Hidrogênio na direção do futuro: como a inovação pode transformar a mobilidade global

Tecnologias em testes no Brasil podem garantir benefícios econômicos e redução de poluentes; apesar de cenário otimista, país ainda precisa investir em infraestrutura e garantir regulamentação para avançar no debate

Por William Medeiros.

A redução das emissões do setor automotivo é fundamental para enfrentar as mudanças climáticas e melhorar a qualidade do ar, já que o transporte é uma das principais fontes de poluentes e gases de efeito estufa. O tema ganha ainda mais relevância diante de debates globais, como os da COP 30, que teve como destino o Brasil em 2025, reforçando a necessidade de soluções de baixo carbono. Nesse contexto, o hidrogênio surge como uma alternativa promissora. Quando produzido de fontes renováveis e utilizado em veículos com célula de combustível, ele gera eletricidade sem emitir poluentes.
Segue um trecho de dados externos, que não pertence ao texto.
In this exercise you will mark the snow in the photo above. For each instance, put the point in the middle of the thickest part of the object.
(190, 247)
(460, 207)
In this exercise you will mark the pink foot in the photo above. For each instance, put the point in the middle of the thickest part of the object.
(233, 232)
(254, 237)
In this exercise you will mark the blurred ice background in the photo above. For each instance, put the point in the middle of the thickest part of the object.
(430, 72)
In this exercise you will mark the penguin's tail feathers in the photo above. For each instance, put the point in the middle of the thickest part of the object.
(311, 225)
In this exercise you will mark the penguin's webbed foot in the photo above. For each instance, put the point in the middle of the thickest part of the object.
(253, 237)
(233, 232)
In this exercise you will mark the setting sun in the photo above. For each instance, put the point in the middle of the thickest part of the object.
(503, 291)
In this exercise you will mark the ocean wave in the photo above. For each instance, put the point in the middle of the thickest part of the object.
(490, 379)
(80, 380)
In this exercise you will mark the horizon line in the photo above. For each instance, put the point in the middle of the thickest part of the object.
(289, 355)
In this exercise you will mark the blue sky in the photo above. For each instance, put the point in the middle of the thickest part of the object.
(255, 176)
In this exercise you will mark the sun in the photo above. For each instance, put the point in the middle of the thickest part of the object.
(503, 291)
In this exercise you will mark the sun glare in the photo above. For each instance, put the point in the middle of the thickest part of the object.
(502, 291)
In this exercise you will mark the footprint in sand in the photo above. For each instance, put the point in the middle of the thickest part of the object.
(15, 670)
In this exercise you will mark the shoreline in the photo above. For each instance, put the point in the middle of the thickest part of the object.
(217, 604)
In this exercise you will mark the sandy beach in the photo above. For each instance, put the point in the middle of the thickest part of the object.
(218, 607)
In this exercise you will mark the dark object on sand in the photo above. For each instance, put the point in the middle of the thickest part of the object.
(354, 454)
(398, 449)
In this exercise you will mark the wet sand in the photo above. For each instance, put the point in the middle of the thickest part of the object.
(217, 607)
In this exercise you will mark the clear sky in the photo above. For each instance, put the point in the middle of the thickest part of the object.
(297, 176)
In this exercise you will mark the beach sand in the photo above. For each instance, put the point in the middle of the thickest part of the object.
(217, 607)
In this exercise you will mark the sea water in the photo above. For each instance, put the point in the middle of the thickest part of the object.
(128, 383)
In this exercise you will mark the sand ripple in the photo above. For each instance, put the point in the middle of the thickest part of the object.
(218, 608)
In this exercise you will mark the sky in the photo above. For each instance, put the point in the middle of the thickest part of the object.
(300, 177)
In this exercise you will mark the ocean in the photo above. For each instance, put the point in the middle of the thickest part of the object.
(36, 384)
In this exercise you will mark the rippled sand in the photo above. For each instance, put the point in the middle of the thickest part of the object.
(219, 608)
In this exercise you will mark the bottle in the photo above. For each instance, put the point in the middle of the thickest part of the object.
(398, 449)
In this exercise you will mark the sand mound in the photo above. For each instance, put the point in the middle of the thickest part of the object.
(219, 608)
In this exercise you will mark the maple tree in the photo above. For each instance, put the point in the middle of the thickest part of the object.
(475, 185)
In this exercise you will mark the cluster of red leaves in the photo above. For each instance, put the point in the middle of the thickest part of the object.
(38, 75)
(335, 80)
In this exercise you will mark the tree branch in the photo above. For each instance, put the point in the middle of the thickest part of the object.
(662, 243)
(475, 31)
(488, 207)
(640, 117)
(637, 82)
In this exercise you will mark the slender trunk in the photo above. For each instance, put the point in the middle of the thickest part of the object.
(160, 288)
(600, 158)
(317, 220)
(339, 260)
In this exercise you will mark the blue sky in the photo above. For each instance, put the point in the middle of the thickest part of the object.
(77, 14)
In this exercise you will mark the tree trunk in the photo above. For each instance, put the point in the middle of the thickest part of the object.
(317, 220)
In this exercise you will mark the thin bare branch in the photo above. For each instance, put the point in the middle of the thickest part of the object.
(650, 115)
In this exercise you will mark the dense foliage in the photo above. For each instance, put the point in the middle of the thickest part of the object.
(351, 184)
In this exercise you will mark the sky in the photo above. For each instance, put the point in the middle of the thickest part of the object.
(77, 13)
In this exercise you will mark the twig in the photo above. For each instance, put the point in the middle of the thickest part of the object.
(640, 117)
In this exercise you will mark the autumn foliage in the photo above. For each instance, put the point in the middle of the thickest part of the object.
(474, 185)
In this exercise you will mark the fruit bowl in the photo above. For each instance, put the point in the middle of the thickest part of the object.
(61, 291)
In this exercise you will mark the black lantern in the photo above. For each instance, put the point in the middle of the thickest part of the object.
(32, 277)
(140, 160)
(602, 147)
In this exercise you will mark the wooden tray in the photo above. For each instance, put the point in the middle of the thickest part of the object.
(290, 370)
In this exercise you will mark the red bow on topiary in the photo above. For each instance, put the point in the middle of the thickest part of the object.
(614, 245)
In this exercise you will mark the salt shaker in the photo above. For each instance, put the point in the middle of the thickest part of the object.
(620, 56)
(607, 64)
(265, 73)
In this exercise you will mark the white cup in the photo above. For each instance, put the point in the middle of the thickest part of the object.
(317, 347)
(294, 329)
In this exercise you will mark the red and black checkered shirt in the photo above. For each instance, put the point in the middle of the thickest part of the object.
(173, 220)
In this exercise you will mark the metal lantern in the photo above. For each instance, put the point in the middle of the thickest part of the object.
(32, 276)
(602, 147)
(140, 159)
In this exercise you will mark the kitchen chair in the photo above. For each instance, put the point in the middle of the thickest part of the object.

Hoje, já existem iniciativas importantes no Brasil que discutem sobre a possibilidade do hidrogênio se tornar uma fonte de combustível eficaz. Atualmente, um projeto desenvolvido pelo Centro de Pesquisa e Inovação em Gases de Efeito Estufa (RCGI), da Universidade de São Paulo (USP), tem realizado testes da primeira planta de hidrogênio renovável a partir do etanol.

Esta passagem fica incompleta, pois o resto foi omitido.